Nelson also predicted that teams will be more aggressive with making brake changes. Though his car’s brakes made it 24 hours last year, they generally require at least one swap. Nelson believes that will happen anywhere between the sixth and 18th hour – but probably on the early end in a concept similar to short pitting in NASCAR.

“We’re hoping our brakes make it all the way and haven’t seen anything that told us they won’t,” Nelson said. “A few years ago, we were changing brakes on anything between 6 and 18 hours. If everybody had to change the brakes in past years and you’re the last to do it, you have the least amount of time to gain it back.”

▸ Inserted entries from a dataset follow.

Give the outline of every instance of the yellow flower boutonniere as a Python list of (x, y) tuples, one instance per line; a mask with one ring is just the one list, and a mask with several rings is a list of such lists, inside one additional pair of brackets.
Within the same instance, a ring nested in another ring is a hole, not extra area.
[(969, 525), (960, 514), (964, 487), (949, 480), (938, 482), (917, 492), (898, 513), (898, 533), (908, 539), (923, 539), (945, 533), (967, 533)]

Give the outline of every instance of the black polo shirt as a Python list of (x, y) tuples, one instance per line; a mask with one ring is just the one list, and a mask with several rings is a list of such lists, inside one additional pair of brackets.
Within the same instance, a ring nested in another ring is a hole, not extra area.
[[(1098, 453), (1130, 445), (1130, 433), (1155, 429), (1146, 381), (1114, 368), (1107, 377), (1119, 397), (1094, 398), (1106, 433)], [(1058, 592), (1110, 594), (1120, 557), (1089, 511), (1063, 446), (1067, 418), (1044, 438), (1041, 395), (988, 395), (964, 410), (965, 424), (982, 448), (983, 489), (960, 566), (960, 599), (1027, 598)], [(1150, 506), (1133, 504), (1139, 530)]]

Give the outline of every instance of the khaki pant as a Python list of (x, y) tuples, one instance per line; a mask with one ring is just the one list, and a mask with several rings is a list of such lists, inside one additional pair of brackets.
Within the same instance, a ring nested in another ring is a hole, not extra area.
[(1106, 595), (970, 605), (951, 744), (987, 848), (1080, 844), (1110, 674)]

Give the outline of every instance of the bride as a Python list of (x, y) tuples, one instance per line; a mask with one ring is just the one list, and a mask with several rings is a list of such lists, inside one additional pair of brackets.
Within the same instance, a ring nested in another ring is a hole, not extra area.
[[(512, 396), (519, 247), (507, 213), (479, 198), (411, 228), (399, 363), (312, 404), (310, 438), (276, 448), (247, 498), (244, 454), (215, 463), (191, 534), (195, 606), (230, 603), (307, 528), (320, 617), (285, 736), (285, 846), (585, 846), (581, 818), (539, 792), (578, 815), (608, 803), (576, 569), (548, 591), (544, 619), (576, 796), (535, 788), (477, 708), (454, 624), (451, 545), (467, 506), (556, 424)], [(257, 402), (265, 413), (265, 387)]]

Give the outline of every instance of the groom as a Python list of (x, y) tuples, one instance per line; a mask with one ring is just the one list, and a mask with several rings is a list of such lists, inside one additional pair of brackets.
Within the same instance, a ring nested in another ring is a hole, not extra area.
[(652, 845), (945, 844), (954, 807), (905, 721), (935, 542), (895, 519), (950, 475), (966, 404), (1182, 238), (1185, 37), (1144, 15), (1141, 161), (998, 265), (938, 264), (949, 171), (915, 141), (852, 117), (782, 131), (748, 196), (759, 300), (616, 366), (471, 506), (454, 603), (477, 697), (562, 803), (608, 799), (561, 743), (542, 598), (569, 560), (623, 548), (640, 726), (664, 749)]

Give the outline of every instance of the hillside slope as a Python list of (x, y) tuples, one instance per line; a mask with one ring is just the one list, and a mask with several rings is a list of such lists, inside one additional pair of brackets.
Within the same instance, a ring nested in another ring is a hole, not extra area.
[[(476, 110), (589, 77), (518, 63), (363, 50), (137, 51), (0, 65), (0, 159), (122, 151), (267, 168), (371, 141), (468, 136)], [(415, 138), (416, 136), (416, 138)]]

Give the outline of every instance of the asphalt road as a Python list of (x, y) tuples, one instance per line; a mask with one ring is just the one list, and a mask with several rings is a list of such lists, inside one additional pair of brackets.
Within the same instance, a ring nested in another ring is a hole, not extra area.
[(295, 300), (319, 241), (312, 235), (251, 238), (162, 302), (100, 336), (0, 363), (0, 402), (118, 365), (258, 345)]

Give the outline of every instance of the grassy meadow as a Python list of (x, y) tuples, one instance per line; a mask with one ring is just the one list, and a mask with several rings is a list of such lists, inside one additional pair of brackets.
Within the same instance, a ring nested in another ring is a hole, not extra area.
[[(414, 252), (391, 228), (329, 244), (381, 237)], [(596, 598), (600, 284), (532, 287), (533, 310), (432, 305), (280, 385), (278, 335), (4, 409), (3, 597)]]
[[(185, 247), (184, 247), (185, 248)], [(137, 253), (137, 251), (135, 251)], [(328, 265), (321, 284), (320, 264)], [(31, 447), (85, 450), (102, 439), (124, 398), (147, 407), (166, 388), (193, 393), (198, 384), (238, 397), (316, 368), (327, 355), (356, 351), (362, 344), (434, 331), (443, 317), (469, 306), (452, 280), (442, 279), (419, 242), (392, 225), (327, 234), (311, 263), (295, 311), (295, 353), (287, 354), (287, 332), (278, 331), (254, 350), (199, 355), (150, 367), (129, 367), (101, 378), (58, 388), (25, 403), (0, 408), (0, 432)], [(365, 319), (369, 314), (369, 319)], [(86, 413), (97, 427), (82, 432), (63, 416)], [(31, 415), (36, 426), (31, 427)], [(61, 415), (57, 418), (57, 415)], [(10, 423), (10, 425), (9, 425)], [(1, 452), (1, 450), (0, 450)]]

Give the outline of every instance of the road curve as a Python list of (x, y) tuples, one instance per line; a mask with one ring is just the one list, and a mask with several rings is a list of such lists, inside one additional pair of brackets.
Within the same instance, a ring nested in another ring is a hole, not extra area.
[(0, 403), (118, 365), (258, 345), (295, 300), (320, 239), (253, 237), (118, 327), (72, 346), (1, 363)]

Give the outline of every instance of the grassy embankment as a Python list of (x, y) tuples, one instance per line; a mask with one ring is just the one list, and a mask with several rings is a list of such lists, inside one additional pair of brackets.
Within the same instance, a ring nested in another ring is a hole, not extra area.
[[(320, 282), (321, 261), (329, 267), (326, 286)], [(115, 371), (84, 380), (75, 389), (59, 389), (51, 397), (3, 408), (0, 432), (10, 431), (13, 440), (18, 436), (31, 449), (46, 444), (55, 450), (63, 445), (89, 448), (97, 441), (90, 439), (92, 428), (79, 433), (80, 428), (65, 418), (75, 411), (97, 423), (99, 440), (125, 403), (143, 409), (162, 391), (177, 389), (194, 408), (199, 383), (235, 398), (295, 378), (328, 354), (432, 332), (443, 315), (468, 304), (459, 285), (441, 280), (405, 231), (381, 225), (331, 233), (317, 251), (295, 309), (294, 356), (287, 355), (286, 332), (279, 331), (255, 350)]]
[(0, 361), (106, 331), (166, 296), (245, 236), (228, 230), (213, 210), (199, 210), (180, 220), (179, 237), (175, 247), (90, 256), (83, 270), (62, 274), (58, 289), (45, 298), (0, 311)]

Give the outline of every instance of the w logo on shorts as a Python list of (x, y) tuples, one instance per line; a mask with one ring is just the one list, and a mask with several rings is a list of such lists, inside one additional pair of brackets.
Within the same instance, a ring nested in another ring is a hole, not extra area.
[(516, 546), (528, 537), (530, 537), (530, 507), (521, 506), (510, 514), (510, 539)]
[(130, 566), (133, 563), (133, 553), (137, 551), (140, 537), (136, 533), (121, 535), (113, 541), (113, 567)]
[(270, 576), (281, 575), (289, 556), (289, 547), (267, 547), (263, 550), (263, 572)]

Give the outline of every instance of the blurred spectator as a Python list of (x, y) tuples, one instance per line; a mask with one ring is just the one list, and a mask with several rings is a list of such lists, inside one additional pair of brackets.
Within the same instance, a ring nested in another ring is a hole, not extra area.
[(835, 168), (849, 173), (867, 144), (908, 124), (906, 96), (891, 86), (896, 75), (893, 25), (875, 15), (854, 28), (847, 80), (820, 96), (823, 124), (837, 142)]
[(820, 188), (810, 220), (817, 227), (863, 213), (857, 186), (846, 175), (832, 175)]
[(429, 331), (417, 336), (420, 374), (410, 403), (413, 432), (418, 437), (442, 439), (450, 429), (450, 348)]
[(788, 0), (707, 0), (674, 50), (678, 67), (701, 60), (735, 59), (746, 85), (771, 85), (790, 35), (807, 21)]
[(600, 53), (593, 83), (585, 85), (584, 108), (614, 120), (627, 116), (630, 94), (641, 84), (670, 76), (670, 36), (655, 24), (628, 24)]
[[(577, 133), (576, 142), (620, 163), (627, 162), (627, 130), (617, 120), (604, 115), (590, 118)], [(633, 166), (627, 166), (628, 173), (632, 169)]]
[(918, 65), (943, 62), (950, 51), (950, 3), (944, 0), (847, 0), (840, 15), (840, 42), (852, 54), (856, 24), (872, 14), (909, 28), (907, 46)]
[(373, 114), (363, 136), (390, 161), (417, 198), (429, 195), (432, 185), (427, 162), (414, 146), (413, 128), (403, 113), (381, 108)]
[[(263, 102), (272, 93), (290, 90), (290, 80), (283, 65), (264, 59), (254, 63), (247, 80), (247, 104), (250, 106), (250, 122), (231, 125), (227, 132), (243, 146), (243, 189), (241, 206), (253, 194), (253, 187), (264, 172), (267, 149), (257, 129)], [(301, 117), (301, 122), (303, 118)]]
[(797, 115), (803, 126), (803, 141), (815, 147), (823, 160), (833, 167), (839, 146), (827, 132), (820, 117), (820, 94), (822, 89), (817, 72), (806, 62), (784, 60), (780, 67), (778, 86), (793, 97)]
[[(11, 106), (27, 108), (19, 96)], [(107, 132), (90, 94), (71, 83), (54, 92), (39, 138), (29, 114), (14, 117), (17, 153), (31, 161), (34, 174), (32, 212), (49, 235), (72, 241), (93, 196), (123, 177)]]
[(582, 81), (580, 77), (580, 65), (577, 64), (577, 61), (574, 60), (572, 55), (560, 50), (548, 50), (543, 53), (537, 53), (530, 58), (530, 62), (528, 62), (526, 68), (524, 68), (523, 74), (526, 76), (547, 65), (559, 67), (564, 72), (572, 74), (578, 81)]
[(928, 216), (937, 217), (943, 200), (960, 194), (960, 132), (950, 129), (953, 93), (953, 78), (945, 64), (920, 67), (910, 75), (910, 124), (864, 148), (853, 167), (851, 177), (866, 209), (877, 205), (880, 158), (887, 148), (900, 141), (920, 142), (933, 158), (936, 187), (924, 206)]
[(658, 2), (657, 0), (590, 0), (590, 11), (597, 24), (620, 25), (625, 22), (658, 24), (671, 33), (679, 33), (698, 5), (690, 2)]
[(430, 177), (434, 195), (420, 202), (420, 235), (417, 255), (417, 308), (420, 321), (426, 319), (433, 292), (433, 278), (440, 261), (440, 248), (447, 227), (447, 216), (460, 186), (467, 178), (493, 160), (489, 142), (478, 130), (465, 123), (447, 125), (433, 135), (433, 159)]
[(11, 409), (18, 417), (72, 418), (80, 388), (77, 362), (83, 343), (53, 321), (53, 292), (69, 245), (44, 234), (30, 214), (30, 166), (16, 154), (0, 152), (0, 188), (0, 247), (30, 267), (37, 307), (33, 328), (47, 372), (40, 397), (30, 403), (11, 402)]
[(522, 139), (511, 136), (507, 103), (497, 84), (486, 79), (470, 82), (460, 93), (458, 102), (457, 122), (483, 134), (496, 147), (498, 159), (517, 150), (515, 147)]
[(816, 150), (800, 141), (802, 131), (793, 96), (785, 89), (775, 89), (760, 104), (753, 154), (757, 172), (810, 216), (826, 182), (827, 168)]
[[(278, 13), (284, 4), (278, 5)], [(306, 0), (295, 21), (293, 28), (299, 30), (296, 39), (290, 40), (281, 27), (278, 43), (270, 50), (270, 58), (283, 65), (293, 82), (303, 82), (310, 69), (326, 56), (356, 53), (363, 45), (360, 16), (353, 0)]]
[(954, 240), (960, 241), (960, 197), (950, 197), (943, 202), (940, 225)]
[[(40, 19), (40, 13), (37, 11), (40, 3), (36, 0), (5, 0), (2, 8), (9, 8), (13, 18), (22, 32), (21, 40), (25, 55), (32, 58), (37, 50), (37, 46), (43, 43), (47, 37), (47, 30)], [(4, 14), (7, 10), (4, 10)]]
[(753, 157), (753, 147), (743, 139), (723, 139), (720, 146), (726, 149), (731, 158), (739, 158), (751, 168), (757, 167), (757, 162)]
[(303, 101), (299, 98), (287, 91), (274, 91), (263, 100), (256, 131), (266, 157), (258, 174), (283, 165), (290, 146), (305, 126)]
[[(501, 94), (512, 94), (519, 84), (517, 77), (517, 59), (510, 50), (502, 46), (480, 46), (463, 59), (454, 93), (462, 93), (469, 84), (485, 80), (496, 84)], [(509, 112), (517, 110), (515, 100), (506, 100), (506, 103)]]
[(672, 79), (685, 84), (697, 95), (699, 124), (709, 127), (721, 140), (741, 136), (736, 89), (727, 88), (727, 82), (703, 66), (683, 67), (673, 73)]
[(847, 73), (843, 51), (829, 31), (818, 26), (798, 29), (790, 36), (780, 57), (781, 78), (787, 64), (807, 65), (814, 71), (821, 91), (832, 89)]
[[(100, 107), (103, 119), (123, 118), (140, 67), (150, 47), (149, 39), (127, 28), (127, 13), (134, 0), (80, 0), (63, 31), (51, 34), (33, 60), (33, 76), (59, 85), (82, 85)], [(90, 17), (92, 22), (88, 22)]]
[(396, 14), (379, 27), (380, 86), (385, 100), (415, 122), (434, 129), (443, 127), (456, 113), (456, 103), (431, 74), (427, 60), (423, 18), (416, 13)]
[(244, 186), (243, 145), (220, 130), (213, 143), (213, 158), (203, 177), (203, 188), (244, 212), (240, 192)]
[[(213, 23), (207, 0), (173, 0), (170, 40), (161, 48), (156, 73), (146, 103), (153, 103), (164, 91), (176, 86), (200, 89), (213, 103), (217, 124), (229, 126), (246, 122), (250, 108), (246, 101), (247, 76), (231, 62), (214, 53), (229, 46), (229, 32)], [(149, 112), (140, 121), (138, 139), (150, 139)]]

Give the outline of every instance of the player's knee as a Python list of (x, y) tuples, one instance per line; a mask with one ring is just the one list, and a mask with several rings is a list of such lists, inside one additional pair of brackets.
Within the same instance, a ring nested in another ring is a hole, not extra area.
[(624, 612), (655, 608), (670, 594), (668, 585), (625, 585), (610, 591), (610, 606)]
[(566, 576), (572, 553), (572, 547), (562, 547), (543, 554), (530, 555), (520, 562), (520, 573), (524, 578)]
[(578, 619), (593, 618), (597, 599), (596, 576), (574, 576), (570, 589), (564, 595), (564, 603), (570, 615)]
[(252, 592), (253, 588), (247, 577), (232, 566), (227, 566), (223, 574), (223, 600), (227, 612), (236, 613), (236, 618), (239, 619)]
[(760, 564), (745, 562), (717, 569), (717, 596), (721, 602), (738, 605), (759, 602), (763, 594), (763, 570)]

–Electric pit stops: Though it’s not IMSA-mandated, teams are using electric power only to enter and exit the pits for myriad reasons. The practice allows for a more efficient acceleration and deceleration that helps ensure hitting the speed limit. And it puts less strain on gearboxes that will be stressed over 24 hours.

–New tire strategies: With teams restricted to about a dozen fewer sets of tires, teams will be double-stinting for fuel only without opting for fresh rubber.

Nelson said the Action Express Whelen Engineering team was planning to make its tire changes coincide with its driver changes (unlike the normal practice of changing tires on most pit stops).

–Three’s the magic number: More than half the GTP teams are employing a trio of drivers instead of the maximum four that has been popular with many teams in past years. Though Colton Herta is listed as the fourth driver on BMW’s two cars, the IndyCar star might only drive one.

The shift comes as Penske and Porsche plan to field full-time entries in the World Endurance Championship, which allows only three drivers per car.

–GTD battles: Mercedes dominated qualifying, but there have been charges of sandbagging by the Ferrari and Porsche GT favorites.

That isn’t the case with defending GTD Pro class winner Pfaff Motorsports, whose No. 9 Porsche struggled to make laps in practice.

Women in racing: Led by the all-female Iron Dames lineup, there will be several opportunities for women to reach the podium or take a class victory at the Rolex 24 at Daytona. Sports car ace Katherine Legge is teamed with Sheena Monk on the No. 66 for Gradient Racing.